You are viewing a plain text version of this content. The canonical link for it is here.
Posted to java-user@lucene.apache.org by Venkateshprasanna <pr...@yahoo.co.in> on 2006/09/07 08:41:12 UTC

Indexing MS Powerpoint files with Lucene

Is there any filter available for extracting text from MS Powerpoint files
and indexing them?
The lucene website suggests the POI project, which, it seems does not
support PPT files as of now.

Regards,
Venkateshprasanna

-- 
View this message in context: http://www.nabble.com/which-way-to-index-pdf%2Cword%2Cexcel-tf2224468.html#a6185039
Sent from the Lucene - Java Users forum at Nabble.com.


---------------------------------------------------------------------
To unsubscribe, e-mail: java-user-unsubscribe@lucene.apache.org
For additional commands, e-mail: java-user-help@lucene.apache.org


Re: Indexing MS Powerpoint files with Lucene

Posted by Tomi NA <he...@gmail.com>.
On 9/8/06, Andrzej Bialecki <ab...@getopt.org> wrote:
> (moved to nutch-user)
>
> Tomi NA wrote:
> > On 9/7/06, Andrzej Bialecki <ab...@getopt.org> wrote:
> >> Tomi NA wrote:
> >> > On 9/7/06, Nick Burch <ni...@torchbox.com> wrote:
> >> >> On Thu, 7 Sep 2006, Tomi NA wrote:
> >> >> > On 9/7/06, Venkateshprasanna <pr...@yahoo.co.in> wrote:
> >> >> >> Is there any filter available for extracting text from MS
> >> >> Powerpoint files
> >> >> >> and indexing them?
> >> >> >> The lucene website suggests the POI project, which, it seems
> >> does not
> >> >> >> support PPT files as of now.
> >> >> >
> >> >> > http://jakarta.apache.org/poi/hslf/index.html
> >> >> >
> >> >> > It doesn't say poi doesn't support ppt. It just says support is
> >> >> limited.
> >> >> > Don't know exactly how limited, but certainly not useless for
> >> indexing
> >> >> > purposes.
> >> >>
> >> >> Support for editing and adding things to PowerPoint files is
> >> limited, as
> >> >> is getting out the finer points of fonts and positioning.
> >> >
> >> > Which brings me to another (off)topic: can lucene/nutch assign
> >> > different weights to tokens in the same document field? An obvious
> >> > example would be: "this text seems to be in large, bold, blinking
> >> > letters: I'll assume it's more important than the surrounding 8px
> >> > text."
> >>
> >> No, it can't (at least not yet). As a workaround you can extract these
> >> portions of text to another field (or multiple fields), and then add
> >> them with a higher boost. Then, expand your queries so that they include
> >> also this field. This way, if query matches these special tokens,
> >> results will get higher rank because of matching on this boosted field.
> >
> > I thought a workaround like that would be needed. Still, it could give
> > useful results...though as a nutch user, the possibility is mostly
> > theoretical for me, as probably none of the existing parsers take into
> > account the formatting information. I could be completely wrong here,
> > so please, feel free to correct me.
>
> You can write a HtmlParseFilter, which will extract these portions of
> text and put them into ParseData.metadata. Then, during indexing you can
> check if such metadata exists and if yes - add it as separate fields.
> You will need also to modify the QueryFilters, to expand user queries to
> also include clauses for these additional fields.
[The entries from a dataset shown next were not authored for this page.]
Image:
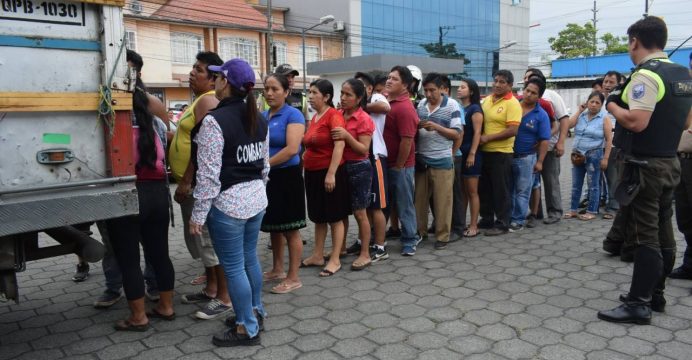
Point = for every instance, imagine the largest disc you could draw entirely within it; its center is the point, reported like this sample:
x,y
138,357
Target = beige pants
x,y
438,184
200,247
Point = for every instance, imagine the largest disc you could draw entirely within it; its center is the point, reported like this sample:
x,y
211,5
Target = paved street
x,y
529,295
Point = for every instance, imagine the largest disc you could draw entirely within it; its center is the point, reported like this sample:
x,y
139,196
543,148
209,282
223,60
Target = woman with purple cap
x,y
231,157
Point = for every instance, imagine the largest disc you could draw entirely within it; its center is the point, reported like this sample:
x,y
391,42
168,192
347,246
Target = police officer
x,y
295,98
652,110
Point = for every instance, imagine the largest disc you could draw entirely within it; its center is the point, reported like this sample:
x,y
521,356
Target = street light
x,y
323,20
511,43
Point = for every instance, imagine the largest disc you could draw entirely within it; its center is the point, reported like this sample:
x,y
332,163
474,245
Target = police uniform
x,y
651,173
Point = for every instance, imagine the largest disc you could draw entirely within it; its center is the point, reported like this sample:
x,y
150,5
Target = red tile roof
x,y
221,12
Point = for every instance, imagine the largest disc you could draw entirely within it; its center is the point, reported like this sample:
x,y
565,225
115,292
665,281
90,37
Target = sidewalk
x,y
528,295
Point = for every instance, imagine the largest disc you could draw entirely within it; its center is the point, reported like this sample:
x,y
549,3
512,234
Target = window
x,y
131,40
230,48
184,47
312,54
281,51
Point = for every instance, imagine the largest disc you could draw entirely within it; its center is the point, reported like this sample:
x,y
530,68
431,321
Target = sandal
x,y
269,276
570,215
126,325
360,266
327,273
470,233
155,314
285,288
587,217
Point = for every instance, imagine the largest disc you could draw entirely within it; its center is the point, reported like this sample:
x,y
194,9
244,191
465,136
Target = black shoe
x,y
681,273
658,302
230,321
392,233
353,249
628,313
82,272
484,224
495,232
229,338
439,245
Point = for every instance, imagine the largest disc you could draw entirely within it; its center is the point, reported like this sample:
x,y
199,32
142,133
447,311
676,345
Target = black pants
x,y
150,228
683,209
495,188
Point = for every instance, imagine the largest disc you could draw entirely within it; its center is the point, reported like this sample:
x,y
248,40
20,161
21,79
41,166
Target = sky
x,y
613,16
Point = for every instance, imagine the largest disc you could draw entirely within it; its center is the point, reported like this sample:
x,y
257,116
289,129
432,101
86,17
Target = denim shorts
x,y
359,180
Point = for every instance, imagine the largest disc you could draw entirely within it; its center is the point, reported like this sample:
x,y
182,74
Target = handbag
x,y
577,158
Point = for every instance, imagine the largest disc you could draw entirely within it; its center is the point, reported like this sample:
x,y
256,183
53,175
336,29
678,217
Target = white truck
x,y
65,128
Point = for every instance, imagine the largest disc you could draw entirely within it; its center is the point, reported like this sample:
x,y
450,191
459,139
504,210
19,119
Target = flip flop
x,y
126,325
304,265
587,217
361,266
328,273
268,276
155,314
285,288
468,234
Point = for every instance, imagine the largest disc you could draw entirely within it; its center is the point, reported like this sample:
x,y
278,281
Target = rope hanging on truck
x,y
106,112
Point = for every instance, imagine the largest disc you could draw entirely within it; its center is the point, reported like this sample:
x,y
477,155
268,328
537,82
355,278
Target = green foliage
x,y
574,41
614,44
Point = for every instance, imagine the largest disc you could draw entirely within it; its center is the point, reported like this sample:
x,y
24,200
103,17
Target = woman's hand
x,y
339,133
604,164
329,182
470,160
195,229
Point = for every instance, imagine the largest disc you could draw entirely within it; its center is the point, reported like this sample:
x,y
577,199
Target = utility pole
x,y
595,20
270,40
443,34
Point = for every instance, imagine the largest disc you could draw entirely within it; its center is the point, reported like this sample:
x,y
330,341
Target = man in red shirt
x,y
400,127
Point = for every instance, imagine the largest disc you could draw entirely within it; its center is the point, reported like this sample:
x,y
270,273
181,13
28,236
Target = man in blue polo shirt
x,y
530,147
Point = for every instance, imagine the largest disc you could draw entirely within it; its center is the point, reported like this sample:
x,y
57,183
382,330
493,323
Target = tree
x,y
614,44
574,41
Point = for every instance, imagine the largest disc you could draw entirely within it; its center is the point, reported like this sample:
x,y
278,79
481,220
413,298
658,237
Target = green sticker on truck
x,y
50,138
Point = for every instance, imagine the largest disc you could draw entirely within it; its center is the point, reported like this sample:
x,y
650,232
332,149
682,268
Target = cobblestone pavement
x,y
529,295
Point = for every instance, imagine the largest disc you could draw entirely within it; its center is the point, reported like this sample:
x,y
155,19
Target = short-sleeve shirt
x,y
358,124
378,147
469,127
318,142
534,127
499,115
278,123
431,144
401,122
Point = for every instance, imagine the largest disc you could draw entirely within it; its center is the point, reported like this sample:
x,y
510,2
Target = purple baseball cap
x,y
238,72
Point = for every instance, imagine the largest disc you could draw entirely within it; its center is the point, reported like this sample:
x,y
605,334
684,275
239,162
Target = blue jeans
x,y
111,270
235,242
401,191
523,179
592,169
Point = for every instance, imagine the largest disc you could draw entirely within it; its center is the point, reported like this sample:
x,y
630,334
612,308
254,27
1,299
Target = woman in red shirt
x,y
326,187
357,134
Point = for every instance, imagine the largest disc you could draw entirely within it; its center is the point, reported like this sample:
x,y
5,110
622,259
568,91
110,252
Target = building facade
x,y
476,28
169,33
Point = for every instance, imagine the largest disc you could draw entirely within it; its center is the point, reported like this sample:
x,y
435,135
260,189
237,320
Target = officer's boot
x,y
648,266
658,301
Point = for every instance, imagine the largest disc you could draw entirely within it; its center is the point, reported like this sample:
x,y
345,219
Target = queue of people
x,y
243,168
Thanks Andrzej, I understand the concepts involved now. If the need
arises, I'll see what I can do about making it work as intended.

t.n.a.

Re: Indexing MS Powerpoint files with Lucene

Posted by Andrzej Bialecki <ab...@getopt.org>.
(moved to nutch-user)

Tomi NA wrote:
> On 9/7/06, Andrzej Bialecki <ab...@getopt.org> wrote:
>> Tomi NA wrote:
>> > On 9/7/06, Nick Burch <ni...@torchbox.com> wrote:
>> >> On Thu, 7 Sep 2006, Tomi NA wrote:
>> >> > On 9/7/06, Venkateshprasanna <pr...@yahoo.co.in> wrote:
>> >> >> Is there any filter available for extracting text from MS
>> >> Powerpoint files
>> >> >> and indexing them?
>> >> >> The lucene website suggests the POI project, which, it seems 
>> does not
>> >> >> support PPT files as of now.
>> >> >
>> >> > http://jakarta.apache.org/poi/hslf/index.html
>> >> >
>> >> > It doesn't say poi doesn't support ppt. It just says support is
>> >> limited.
>> >> > Don't know exactly how limited, but certainly not useless for 
>> indexing
>> >> > purposes.
>> >>
>> >> Support for editing and adding things to PowerPoint files is 
>> limited, as
>> >> is getting out the finer points of fonts and positioning.
>> >
>> > Which brings me to another (off)topic: can lucene/nutch assign
>> > different weights to tokens in the same document field? An obvious
>> > example would be: "this text seems to be in large, bold, blinking
>> > letters: I'll assume it's more important than the surrounding 8px
>> > text."
>>
>> No, it can't (at least not yet). As a workaround you can extract these
>> portions of text to another field (or multiple fields), and then add
>> them with a higher boost. Then, expand your queries so that they include
>> also this field. This way, if query matches these special tokens,
>> results will get higher rank because of matching on this boosted field.
>
> I thought a workaround like that would be needed. Still, it could give
> useful results...though as a nutch user, the possibility is mostly
> theoretical for me, as probably none of the existing parsers take into
> account the formatting information. I could be completely wrong here,
> so please, feel free to correct me.

You can write a HtmlParseFilter, which will extract these portions of 
text and put them into ParseData.metadata. Then, during indexing you can 
check if such metadata exists and if yes - add it as separate fields. 
You will need also to modify the QueryFilters, to expand user queries to 
also include clauses for these additional fields.

-- 
Best regards,
Andrzej Bialecki     <><
 ___. ___ ___ ___ _ _   __________________________________
[__ || __|__/|__||\/|  Information Retrieval, Semantic Web
___|||__||  \|  ||  |  Embedded Unix, System Integration
http://www.sigram.com  Contact: info at sigram dot com



Re: Indexing MS Powerpoint files with Lucene

Posted by Tomi NA <he...@gmail.com>.
On 9/7/06, Andrzej Bialecki <ab...@getopt.org> wrote:
> Tomi NA wrote:
> > On 9/7/06, Nick Burch <ni...@torchbox.com> wrote:
> >> On Thu, 7 Sep 2006, Tomi NA wrote:
> >> > On 9/7/06, Venkateshprasanna <pr...@yahoo.co.in> wrote:
> >> >> Is there any filter available for extracting text from MS
> >> Powerpoint files
> >> >> and indexing them?
> >> >> The lucene website suggests the POI project, which, it seems does not
> >> >> support PPT files as of now.
> >> >
> >> > http://jakarta.apache.org/poi/hslf/index.html
> >> >
> >> > It doesn't say poi doesn't support ppt. It just says support is
> >> limited.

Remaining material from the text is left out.